Personal information
- Full name: Mark Hunter
- Born: 3 September 1965 (age 60)
- Original team: Melton
- Height: 181 cm (5 ft 11 in)
- Weight: 77 kg (170 lb)

Playing career^{1}
- Years: Club / Games (Goals)
- 1988–1996: Footscray / 130 (10)
- ^{1} Playing statistics correct to the end of 1996.

= Mark Hunter (footballer) =

Australian rules footballer

Mark Hunter (born 3 September 1965) is a former Australian rules footballer who represented in the Australian Football League (AFL).

Hunter, a product of the Melton Bloods, played both under-19s and reserves level football at the Geelong Football Club. He was delisted by Geelong without playing a senior game but had his hopes of a VFL career revived when he was invited to train with Footscray prior to the 1988 season, after winning the 1987 Riddell District Football League's best and fairest award, the Bowen Medal.
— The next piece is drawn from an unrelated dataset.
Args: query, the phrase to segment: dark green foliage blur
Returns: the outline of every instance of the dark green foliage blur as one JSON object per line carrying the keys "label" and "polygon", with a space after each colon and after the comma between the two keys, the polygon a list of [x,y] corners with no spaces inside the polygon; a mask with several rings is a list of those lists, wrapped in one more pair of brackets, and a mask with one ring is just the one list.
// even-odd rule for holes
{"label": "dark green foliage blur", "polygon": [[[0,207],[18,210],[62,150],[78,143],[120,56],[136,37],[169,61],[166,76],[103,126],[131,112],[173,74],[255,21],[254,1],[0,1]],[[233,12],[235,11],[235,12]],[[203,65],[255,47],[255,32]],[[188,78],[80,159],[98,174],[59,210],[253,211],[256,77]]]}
A defender, he slotted straight into the Footscray team in 1988 and over the course of his career would give the club good service, although he missed many games because of hamstring injuries. He had perhaps his best season in 1994 when he had averaged 20 disposals a game from his 22 appearances and had 365 kicks, the fourth most in the league that year.

After retirement he spent a season at Williamstown in 1999 as an assistant coach and a couple of years as a Footscray runner in 2006 and 2007.

He is currently involved in the horse racing industry as a form analyst on the radio and internet.

His son Lachie was recruited by the Bulldogs under the father–son rule in 2012.